22. September

Gepflegte TV-Langeweile, Kerns gekürztes Gehalt, die Angst der Medien

Guten Morgen. Stellen Sie sich vor, Sie schreiben spätnachts einen Text, finden ihn ganz passabel und kopieren ihn in ein Mail. Sie sind müde, vertippen sich, und weg ist er. Und dann schreiben Sie das Gedankenprotokoll. Speichern ist etwas für Feiglinge.
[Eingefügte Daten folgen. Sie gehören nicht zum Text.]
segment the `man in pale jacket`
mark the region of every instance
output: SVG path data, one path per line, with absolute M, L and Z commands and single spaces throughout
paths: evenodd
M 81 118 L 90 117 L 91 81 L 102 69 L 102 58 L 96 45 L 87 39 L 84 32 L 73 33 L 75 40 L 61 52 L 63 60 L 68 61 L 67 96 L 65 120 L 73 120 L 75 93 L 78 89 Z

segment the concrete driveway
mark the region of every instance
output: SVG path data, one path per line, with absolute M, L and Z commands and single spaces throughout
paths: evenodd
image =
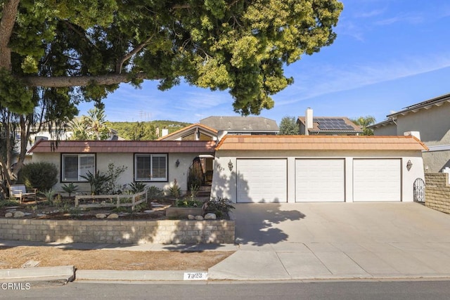
M 450 278 L 450 216 L 418 203 L 238 204 L 212 279 Z

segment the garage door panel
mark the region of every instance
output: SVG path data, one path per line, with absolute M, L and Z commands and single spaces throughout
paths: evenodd
M 238 202 L 286 202 L 287 159 L 238 159 Z
M 400 159 L 354 159 L 354 201 L 401 201 Z
M 296 202 L 344 202 L 344 159 L 295 160 Z

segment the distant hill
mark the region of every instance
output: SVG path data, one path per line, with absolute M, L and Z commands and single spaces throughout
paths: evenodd
M 155 140 L 158 138 L 157 129 L 161 130 L 164 128 L 169 129 L 169 133 L 176 131 L 181 128 L 189 126 L 191 123 L 181 122 L 169 120 L 155 120 L 150 122 L 107 122 L 108 127 L 117 131 L 117 134 L 126 140 Z M 138 129 L 138 124 L 139 124 Z M 138 131 L 141 131 L 141 138 L 136 138 Z

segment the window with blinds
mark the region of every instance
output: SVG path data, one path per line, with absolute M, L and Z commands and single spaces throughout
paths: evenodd
M 82 176 L 95 172 L 95 155 L 63 154 L 61 181 L 86 181 Z
M 167 180 L 167 155 L 136 154 L 134 155 L 136 181 L 166 181 Z

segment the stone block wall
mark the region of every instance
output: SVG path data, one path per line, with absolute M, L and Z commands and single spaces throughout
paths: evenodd
M 0 240 L 113 244 L 234 243 L 227 220 L 34 220 L 0 219 Z
M 447 173 L 425 174 L 425 205 L 450 214 L 450 185 Z

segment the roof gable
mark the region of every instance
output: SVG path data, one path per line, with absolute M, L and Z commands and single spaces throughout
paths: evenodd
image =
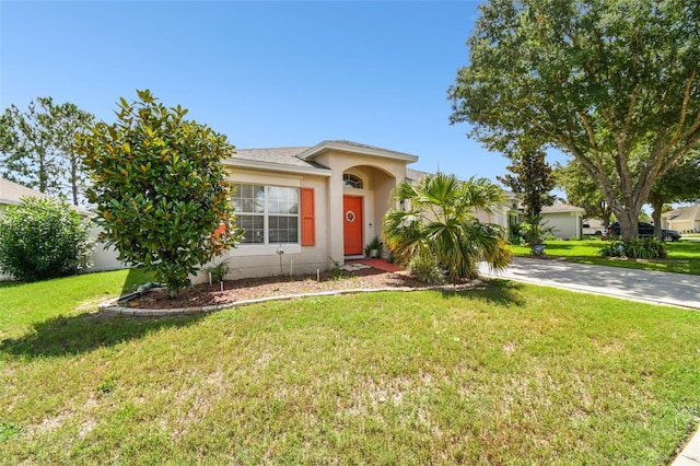
M 308 148 L 304 152 L 300 153 L 298 156 L 302 160 L 313 160 L 317 155 L 329 150 L 359 153 L 363 155 L 373 155 L 373 156 L 380 156 L 385 159 L 395 159 L 395 160 L 401 160 L 404 162 L 409 162 L 409 163 L 418 161 L 417 155 L 392 151 L 388 149 L 382 149 L 374 145 L 361 144 L 359 142 L 342 141 L 342 140 L 323 141 L 314 145 L 313 148 Z

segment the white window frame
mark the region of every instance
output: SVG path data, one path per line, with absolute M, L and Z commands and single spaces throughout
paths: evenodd
M 298 187 L 291 187 L 291 186 L 278 186 L 278 185 L 264 185 L 260 183 L 234 183 L 233 187 L 236 189 L 236 193 L 238 191 L 238 189 L 241 188 L 241 186 L 253 186 L 254 189 L 255 187 L 262 187 L 264 189 L 264 199 L 262 199 L 262 212 L 242 212 L 238 211 L 237 209 L 234 209 L 234 213 L 236 215 L 236 218 L 240 217 L 261 217 L 262 218 L 262 242 L 261 243 L 245 243 L 245 242 L 241 242 L 240 243 L 240 247 L 242 248 L 260 248 L 260 246 L 264 246 L 265 249 L 262 251 L 267 251 L 269 249 L 269 247 L 271 246 L 276 246 L 276 249 L 278 247 L 291 247 L 293 251 L 296 249 L 295 246 L 299 246 L 300 251 L 301 251 L 301 240 L 302 240 L 302 232 L 301 232 L 301 193 L 300 189 Z M 281 212 L 271 212 L 270 210 L 270 205 L 272 202 L 273 199 L 270 199 L 270 191 L 273 189 L 291 189 L 294 190 L 296 193 L 296 213 L 281 213 Z M 234 194 L 235 197 L 235 194 Z M 282 199 L 277 199 L 278 201 L 282 200 Z M 270 241 L 270 217 L 285 217 L 285 218 L 295 218 L 296 219 L 296 241 L 294 242 L 271 242 Z

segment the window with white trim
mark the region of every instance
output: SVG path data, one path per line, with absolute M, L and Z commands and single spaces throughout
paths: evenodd
M 233 185 L 236 226 L 243 244 L 299 243 L 299 188 Z

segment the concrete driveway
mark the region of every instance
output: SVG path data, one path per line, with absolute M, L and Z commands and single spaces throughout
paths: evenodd
M 479 272 L 485 277 L 700 310 L 700 277 L 693 275 L 522 257 L 514 257 L 509 268 L 500 272 L 481 263 Z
Also: Christian Kern und Matthias Strolz mussten gestern im ORF nach ihrem Duell auf Puls4 wieder gegeneinander antreten. Beide wollten das sichtlich nicht und wandten sich daher lieber an ORF-Moderatorin Claudia Reiterer. Das ist aus Sicht beider verständlich, aber für den Zuseher etwas irritierend. Für Reiterer war es das sichtlich auch. Es ist verständlich, dass Politiker ihre Botschaften klar und einfach halten wollen. Aber haben Kern (Gärtnerinnen) und Strolz (die gestresste Alleinerzieherin) wirklich nur so wenige Geschichten auf Lager? Oder wie es Oliver Pink formuliert: „Polemisch könnte man sagen: Matthias Strolz hatte am Montag sein Heimspiel beim pinkfarbenen Sender Puls4, Christian Kern nun seines im ORF. Sind wir aber nicht. Polemisch. Sondern nüchtern und sachlich. Und solcherart halten wir fest: Zweimal Strolz gegen Kern innerhalb einer Woche ist einmal zu viel. Denn auf das muntere erste Duell folgte ein eher langatmiges am Donnerstag. Und das war erwartbar. Denn es war eigentlich alles schon gesagt. Beim Hinspiel. Alles. Mieten. Pensionen. Erbschaftssteuer. Bildung. Bergbauernbub. Arbeiterkind. Und auch das Setting war gleich: Neos-Chef Strolz als (nun ein wenig zurückgenommener) Angreifer, SPÖ-Chef Kern als milde lächelnder Verteidiger. Zwei, die sich im Grunde ganz gut verstehen. Und nicht zweimal in der Woche die sozialliberale Ausgabe von Don Camillo und Peppone im TV geben wollen. Strolz hatte sein Feuerwerk am Montag abgebrannt. Kern hatte an beiden Tagen keines mit. Aber er ist ja auch Kanzler.“ Wir sind alle müde.

Zuvor hatte Kern am Vormittag einen großartigen bahnbrechenden - Wortwitz! - Vorschlag in einer eilig einberufenen Pressekonferenz formuliert: Managergehälter bei Unternehmen mit Mehrheit des Bundes wie beispielsweise Bahn und Verbund, aber auch Nationalbank sollen beschränkt werden. Als Maximalsumme schweben dem Kanzler 500.000 Euro im Jahr vor. Der Ex-ÖÖB–Chef: Er selbst sei bei seinem Engagement in der Bahn über dieser Summe gelegen. Dabei wäre er auch bei weniger Einkommen „keinen Deut weniger motiviert“ bei der Sache gewesen. Stimmt, er plante ja auch, Kanzler zu werden. Wobei er offenbar keine Papiere anfertigte . . .

Allzu viele Manager dürfte diese Beschränkung nicht treffen. Kern konnte die Zahl bei der Pressekonferenz auch nicht nennen. Er habe die Manager nicht durchgezählt, es gehe aber auch um einen symbolischen Wert. Details sind etwas für Assistenten.

Laut dem letzten verfügbaren Rechnungshof-Einkommensbericht für das Jahr 2014 wären damals gerade einmal zwölf Personen betroffen gewesen.